I had a life-changing experience in the hospital. I know I was close to dying, and I did not want to! When I finally left, I knew I had to do anything to save my own life. I could not live alone. I moved into DMH housing for 18 months, for which I’ll always be grateful. I spent 15 months in MMHC’s DBT partial hospital treatment, learning skills to handle my symptoms. That’s another thing I’ll always be grateful for. Through DBT, I learned to act opposite to my emotions, especially depression and helplessness. I learned many ways of distracting myself when I wanted to curl up in the foetal position. And, possibly most helpful, I learned to distinguish between my emotions, instead of having a “big ball of yech,” as my doctor called it. And then I ventured back into the world again. I was full of shame and self-loathing. I felt less than everyone, like I was a defective human being. I got my own apartment, and went to the B.U. Center for Psych Rehab’s Training for the Future program. Somehow, in the positive, recovery-oriented atmosphere at the BU Center, I began to lose that self-hatred and shame. From there, I applied for a job at the place where I most wanted to work. Maybe it was the name, M-Power at the time (now it’s the Transformation Center), but I knew there was something there that I needed. And I got it – acceptance, positive energy and great compassion for all people with mental illness. Working in an environment surrounded by people who, like me, struggle with illness and wellness and trauma and life in general has been an incredibly enriching, empowering experience. It hasn’t always been easy, but it’s always been rewarding.

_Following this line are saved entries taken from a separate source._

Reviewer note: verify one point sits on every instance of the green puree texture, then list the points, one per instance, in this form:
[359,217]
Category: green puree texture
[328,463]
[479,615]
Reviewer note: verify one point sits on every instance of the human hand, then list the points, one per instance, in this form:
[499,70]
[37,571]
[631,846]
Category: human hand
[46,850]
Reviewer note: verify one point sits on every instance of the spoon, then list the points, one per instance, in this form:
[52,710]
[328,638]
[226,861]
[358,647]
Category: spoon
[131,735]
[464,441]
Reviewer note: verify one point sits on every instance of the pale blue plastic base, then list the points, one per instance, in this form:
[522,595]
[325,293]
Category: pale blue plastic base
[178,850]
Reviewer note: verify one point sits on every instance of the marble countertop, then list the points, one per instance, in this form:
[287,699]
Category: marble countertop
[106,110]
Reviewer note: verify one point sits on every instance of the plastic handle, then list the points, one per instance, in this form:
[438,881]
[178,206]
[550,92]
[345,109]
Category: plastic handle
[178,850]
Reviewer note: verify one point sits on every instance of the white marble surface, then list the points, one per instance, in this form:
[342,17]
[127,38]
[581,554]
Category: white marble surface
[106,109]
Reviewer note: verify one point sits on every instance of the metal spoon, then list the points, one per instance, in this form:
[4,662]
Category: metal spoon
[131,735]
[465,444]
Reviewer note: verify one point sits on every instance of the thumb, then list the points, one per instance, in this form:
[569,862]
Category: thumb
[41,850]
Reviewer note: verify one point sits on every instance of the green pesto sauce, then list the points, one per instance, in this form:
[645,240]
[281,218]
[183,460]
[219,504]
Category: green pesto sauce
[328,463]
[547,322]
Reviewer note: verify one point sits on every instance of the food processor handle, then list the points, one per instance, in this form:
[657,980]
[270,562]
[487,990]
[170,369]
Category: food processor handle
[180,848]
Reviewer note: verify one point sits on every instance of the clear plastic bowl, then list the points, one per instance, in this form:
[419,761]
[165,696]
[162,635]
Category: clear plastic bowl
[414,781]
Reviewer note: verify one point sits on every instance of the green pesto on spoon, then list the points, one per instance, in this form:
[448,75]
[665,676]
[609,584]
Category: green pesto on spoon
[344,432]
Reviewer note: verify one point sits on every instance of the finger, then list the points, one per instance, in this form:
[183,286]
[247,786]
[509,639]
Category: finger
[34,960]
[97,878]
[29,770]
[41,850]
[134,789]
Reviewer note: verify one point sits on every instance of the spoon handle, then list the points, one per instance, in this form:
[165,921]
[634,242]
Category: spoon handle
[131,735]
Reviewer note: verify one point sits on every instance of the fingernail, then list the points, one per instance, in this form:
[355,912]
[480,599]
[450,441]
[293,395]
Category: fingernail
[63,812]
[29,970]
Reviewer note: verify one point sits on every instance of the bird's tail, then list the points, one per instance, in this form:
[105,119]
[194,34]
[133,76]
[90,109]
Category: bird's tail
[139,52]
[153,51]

Two months following my near-successful suicide attempt, I began to practice Nichiren Buddhism, which involves chanting twice a day and many activities with other Buddhists. My recovery has more to do with my Buddhist practice than with anything else. Through practicing and studying, I have changed inside very deeply. In fact, I did an “experience” where I shared with my fellow Buddhists at a meeting how chanting had helped me to stay out of the hospital. I was feeling very vulnerable, as most of my fellow Buddhists are not consumers, although many are. But talking about my experience was the last time I have ever felt shame about having a diagnosis.

I no longer fear everything and everyone; in fact, there area very few people I do fear. I used to be pathologically afraid of everyone. No more. Once I understood where my fear came from, after several years, I stopped blaming myself.

I am still dealing with the fear my childhood experiences left behind. Now it is fear of myself, fear of the memories, and fear of the “junk in my head”. That’s my new name for it. Some days it does seem like a never-ending story, but I don’t believe that. Someday, I will completely overcome the fear and the junk in my head will finally have lost its power to hurt me.